I picture Jesus’ unrecorded interactions among humanity looking much like Snoop Dogg at the Olympics. He entered the world of the athletes to help the rest of us understand their lives a little better. Fencing, judo, badminton, swimming; he was all over the events. He tried many of the sports and tried to understand the athletes’ experiences. He swam with Michael Phelps. He put on a coat, boots, and breeches for the dressage competition. He met up with unlikely but longtime friend Martha Stewart who patiently explained French cuisine while he reacted like a 10-year-old, eating bread and picking the bacon off the salad while accidentally-on-purpose tossing the escargot off his fork. Was it an act? Maybe.
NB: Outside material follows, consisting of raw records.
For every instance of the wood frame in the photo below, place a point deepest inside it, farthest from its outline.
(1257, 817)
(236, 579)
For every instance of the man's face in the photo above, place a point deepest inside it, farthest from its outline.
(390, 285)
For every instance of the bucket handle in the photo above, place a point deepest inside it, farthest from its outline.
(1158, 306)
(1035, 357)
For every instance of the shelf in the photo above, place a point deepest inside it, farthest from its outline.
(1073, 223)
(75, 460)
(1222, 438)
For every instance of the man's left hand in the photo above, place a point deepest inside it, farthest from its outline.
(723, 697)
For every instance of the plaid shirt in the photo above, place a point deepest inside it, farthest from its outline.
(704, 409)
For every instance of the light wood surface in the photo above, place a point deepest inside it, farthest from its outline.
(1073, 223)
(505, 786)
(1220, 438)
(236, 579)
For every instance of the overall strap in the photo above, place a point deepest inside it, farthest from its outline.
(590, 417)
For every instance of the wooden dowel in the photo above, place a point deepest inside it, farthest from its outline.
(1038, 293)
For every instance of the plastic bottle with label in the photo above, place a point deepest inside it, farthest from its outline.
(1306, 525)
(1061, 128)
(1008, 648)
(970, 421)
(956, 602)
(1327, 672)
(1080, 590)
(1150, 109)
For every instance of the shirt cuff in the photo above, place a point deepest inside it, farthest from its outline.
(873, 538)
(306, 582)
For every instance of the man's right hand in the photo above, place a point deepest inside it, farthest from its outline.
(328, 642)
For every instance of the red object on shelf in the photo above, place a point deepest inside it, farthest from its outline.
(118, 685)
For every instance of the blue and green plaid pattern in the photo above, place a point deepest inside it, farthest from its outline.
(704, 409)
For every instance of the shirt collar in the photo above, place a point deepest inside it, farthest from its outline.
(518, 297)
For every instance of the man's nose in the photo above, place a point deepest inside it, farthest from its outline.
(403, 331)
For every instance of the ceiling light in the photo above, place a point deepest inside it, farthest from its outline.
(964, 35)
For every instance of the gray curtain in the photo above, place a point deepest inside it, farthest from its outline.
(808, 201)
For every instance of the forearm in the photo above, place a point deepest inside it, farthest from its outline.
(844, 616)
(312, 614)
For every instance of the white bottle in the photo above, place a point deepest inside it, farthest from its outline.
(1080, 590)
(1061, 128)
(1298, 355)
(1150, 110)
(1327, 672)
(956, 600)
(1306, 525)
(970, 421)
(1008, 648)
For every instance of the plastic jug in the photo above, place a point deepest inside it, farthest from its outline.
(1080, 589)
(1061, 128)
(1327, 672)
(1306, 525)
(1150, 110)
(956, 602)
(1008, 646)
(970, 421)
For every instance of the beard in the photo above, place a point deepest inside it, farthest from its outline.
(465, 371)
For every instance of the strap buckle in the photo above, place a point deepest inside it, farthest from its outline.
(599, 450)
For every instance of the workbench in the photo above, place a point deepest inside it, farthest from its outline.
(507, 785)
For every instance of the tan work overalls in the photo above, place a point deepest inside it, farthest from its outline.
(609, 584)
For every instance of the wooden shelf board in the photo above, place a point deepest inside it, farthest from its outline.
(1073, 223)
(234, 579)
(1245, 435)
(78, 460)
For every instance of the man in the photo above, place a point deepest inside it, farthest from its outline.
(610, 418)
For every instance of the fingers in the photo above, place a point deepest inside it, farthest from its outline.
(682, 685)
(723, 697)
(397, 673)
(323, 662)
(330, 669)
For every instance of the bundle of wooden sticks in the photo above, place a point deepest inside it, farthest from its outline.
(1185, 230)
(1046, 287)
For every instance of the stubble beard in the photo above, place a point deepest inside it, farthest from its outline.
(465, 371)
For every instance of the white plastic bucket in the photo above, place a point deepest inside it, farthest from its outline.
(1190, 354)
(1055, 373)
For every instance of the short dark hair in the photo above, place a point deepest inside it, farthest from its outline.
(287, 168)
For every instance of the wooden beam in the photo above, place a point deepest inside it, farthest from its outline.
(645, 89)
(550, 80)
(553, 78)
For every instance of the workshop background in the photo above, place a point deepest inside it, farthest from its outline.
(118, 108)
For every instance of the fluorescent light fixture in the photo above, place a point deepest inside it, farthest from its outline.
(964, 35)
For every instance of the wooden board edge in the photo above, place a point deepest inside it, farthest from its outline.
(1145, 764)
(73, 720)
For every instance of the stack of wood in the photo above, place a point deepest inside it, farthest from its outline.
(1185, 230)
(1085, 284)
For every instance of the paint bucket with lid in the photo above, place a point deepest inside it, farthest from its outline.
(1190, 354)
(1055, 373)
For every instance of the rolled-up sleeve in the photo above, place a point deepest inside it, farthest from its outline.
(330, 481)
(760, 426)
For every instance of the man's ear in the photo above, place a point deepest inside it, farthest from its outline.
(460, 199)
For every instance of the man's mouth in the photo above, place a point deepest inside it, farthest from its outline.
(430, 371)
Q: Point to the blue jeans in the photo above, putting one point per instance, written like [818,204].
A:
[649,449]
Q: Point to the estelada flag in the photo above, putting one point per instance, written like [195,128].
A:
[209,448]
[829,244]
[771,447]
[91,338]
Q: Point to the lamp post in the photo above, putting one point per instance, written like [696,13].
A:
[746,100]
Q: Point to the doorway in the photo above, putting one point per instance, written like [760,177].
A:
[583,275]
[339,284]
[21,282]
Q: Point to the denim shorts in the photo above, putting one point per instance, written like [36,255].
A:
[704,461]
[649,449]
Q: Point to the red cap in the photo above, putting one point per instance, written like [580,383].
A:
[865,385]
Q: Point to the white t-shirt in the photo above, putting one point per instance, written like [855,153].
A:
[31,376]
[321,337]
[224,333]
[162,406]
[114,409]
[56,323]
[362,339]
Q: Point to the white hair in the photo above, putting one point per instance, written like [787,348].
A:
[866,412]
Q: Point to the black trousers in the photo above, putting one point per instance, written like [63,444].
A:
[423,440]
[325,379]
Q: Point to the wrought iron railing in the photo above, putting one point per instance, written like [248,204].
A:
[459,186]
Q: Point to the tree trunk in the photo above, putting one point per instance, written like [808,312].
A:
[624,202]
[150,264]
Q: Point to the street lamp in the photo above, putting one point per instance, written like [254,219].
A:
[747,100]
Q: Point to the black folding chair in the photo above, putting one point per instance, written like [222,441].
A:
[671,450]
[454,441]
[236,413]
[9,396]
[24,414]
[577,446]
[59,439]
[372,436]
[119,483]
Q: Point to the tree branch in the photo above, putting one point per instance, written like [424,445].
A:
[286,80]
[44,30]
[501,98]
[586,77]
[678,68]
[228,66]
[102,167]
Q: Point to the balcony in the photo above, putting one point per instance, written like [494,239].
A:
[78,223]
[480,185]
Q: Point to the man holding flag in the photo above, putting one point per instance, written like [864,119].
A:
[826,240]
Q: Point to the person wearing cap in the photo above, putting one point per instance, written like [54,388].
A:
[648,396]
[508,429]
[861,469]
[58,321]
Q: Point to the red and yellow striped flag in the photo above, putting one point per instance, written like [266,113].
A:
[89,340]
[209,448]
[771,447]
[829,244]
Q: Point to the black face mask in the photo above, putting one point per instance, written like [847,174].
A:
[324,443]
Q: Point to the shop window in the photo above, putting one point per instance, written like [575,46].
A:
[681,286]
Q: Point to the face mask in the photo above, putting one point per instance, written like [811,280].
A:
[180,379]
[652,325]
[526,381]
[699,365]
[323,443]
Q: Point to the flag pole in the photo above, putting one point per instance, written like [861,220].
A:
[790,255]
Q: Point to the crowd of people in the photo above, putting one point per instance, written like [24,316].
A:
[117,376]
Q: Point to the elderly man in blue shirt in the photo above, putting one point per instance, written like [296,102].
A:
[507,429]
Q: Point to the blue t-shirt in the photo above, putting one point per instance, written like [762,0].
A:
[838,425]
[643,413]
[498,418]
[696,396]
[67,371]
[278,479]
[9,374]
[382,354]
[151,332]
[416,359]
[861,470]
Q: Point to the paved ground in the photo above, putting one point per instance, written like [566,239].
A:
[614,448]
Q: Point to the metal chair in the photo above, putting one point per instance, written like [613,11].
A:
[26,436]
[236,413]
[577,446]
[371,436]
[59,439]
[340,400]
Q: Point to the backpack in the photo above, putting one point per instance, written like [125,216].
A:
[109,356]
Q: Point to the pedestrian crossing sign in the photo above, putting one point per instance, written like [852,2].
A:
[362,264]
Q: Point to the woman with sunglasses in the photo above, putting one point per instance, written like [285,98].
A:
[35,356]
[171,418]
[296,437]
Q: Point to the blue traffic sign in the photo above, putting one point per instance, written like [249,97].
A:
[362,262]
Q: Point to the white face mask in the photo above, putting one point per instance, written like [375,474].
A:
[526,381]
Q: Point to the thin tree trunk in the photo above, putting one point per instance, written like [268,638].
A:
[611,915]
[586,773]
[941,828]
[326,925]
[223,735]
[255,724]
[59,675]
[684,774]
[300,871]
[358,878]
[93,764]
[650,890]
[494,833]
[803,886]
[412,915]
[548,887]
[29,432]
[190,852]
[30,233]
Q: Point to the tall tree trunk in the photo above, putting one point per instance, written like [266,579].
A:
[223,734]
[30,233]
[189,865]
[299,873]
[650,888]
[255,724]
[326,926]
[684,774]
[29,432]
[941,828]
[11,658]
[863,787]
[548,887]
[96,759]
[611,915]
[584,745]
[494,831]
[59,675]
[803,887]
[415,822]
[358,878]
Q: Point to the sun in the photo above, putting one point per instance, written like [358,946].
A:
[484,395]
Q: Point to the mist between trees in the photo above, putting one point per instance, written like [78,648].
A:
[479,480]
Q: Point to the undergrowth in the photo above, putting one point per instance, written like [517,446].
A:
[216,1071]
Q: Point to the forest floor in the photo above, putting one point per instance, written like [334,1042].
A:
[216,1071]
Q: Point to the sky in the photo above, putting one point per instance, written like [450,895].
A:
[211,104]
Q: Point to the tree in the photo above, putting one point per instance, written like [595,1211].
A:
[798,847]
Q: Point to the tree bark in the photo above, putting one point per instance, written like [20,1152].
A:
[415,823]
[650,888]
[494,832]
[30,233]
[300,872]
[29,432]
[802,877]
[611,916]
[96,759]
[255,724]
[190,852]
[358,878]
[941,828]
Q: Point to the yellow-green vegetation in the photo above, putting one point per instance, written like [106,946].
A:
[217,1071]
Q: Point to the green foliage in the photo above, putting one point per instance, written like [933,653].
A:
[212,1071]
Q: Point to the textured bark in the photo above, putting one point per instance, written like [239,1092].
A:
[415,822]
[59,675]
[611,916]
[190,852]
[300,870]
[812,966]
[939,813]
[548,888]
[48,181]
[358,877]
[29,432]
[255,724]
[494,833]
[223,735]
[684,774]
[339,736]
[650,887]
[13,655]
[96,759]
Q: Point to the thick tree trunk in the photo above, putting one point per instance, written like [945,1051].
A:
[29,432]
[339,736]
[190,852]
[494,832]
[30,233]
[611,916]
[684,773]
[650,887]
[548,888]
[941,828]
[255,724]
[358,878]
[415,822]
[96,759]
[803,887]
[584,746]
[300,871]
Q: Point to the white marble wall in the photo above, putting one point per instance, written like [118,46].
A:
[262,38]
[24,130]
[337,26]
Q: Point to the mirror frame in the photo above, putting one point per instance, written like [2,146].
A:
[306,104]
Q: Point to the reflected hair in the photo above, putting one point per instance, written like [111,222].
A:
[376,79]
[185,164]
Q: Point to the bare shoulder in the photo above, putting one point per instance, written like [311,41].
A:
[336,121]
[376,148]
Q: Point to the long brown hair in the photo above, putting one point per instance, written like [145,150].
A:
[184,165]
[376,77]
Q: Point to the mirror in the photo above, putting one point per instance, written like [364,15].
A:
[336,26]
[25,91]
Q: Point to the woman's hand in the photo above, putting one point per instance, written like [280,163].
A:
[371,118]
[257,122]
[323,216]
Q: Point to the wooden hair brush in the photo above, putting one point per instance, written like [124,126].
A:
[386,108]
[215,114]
Some of the athletes’ families reported that he was genuinely interested in their stories. Performance or not, I know that he modeled a celebration of people that I can’t remember in any of the recent Olympics. It was a far cry from the hyper critical commentary we’ve seen parodied on Saturday Night Live. It was delightful fun.

What do we Christians look like if we put away all bitterness and wrath and anger and wrangling and slander, together with all malice? We might look like a child at heart rapper running amok in Paris. I know that my own witness has fallen short of that. I know that I’ve been so fearful of sin-by-association that I’ve forgotten that I asked for God’s help to be the Body of Christ to the world. Our attempts to share the good news have started, not with embodying God’s love, but with judgment. Most of us who’ve lived in this region have experienced well-meaning but ineffective attempts to bring us to repentance. Tracts, signs, street preachers, and family members with good intentions will speak truth forgetting that it’s supposed to be spoken in love.

I personally have zero experience that bad news as a starting place is an effective way to share my faith. “Bad news with an escape clause is not good news,” as Dr. Heather Lear from the Foundation for Evangelism says. That strategy worked to call people back to faith in revival movements, but it’s not effective at sparking new faith.

I propose a different strategy. I propose that we engage with the people around us with curiosity and delight at what they’re doing well, as cheerleaders and encouragers who embody the same care and concern that Jesus has for all humanity. I propose we conduct ourselves a little more like Snoop Dogg at the Olympics. It’s a more effective witness than leading with judgment, and it’s certainly more fun.